Tue May 22 15:20:04 [websvr] select() failure: ret=-1 errno:10038 An operation was attempted on something that is not a socket.
Tue May 22 15:20:04 [initandlisten] Listener: accept() returns -1 errno:10038 An operation was attempted on something that is not a socket.
Tue May 22 15:20:04 [initandlisten] select() failure: ret=-1 errno:10038 An operation was attempted on something that is not a socket.
Tue May 22 15:20:04 [initandlisten] now exiting
Tue May 22 15:20:04 dbexit:
Tue May 22 15:20:04 [initandlisten] shutdown: going to close listening sockets...
Tue May 22 15:20:04 [initandlisten] shutdown: going to flush diaglog...
Tue May 22 15:20:04 [initandlisten] shutdown: going to close sockets...
Tue May 22 15:20:04 [initandlisten] shutdown: waiting for fs preallocator...
Tue May 22 15:20:04 [initandlisten] shutdown: lock for final commit...
Tue May 22 15:20:04 [initandlisten] shutdown: final commit...
Tue May 22 15:20:04 unhandled windows exception
Tue May 22 15:20:04 ec=0xe06d7363
***** SERVER RESTARTED *****
I saw mongod.lock in the data folder, so I renamed that, and tried again, but got the same messages, and saw mongo was automatically restarting over and over very quickly.
I manually tried to start mongo, using the command from HKEY_LOCAL_MACHINE\SYSTEM\CurrentControlSet\services\MongoDB\ImagePath:
"c:\SitesData\testing-website\mongo\mongod.exe" --quiet --rest --replSet rsTest --dbpath "C:\SitesData\testing-website\mongodata" --port 27021 --logpath "C:\SitesData\testing-website\mongo.log" --logappend --service
But that only gave the following logs messages:
***** SERVER RESTARTED *****
Tue May 22 15:29:04 BackgroundJob starting: DataFileSync
Tue May 22 15:29:04 dbexit:
Tue May 22 15:29:04 shutdown: going to close listening sockets...
Tue May 22 15:29:04 shutdown: going to flush diaglog...
Tue May 22 15:29:04 shutdown: going to close sockets...
Tue May 22 15:29:04 shutdown: waiting for fs preallocator...
Tue May 22 15:29:04 shutdown: lock for final commit...
Tue May 22 15:29:04 shutdown: final commit...
Tue May 22 15:29:04 shutdown: closing all files...

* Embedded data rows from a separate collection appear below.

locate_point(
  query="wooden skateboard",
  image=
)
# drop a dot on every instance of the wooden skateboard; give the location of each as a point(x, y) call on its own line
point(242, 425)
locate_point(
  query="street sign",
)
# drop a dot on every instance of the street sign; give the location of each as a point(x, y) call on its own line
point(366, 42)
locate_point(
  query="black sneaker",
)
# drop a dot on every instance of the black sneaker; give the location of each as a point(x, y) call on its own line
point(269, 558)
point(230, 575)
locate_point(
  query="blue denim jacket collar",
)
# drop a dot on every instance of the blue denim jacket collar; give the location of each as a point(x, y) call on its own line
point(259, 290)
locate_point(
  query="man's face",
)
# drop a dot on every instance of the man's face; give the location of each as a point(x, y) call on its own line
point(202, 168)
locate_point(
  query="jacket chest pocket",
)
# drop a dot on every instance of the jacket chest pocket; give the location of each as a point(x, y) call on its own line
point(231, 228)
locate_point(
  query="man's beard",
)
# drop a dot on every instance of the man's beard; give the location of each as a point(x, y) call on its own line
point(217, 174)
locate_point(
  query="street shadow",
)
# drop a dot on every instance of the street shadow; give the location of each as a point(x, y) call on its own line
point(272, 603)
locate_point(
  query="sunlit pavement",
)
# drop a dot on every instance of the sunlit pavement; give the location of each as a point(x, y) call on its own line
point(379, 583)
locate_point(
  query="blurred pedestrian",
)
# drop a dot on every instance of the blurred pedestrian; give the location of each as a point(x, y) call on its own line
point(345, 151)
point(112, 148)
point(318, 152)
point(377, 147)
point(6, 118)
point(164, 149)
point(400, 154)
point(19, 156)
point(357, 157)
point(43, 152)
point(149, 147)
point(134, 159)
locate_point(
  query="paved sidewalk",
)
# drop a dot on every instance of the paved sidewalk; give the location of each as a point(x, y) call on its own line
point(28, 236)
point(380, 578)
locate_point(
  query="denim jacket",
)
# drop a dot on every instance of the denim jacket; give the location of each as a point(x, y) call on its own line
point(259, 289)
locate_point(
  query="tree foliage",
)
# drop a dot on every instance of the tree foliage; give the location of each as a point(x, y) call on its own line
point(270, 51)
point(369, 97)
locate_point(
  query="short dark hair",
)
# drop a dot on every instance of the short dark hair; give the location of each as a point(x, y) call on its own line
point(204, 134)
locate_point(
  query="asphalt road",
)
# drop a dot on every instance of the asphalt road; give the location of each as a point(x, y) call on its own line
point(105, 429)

Tue May 22 15:29:04 closeAllFiles() finished
Tue May 22 15:29:04 dbexit: really exiting now
***** SERVER RESTARTED *****
The way this failure occurred prevented failover from happening, because the local mongo instance could be seen, and connected to (slaveok is true), but would immediately shutdown and close the connection, causing our ASP.Net website to keep throwing System.Net.Sockets.SocketException "An existing connection was forcibly closed by the remote host"
I'm not sure what to do from here. I'd like to avoid a full resync, since we only have two non-arbiter members, and this would mean a performance impact while this instance fully resynched with the primary. Does anyone have any advice?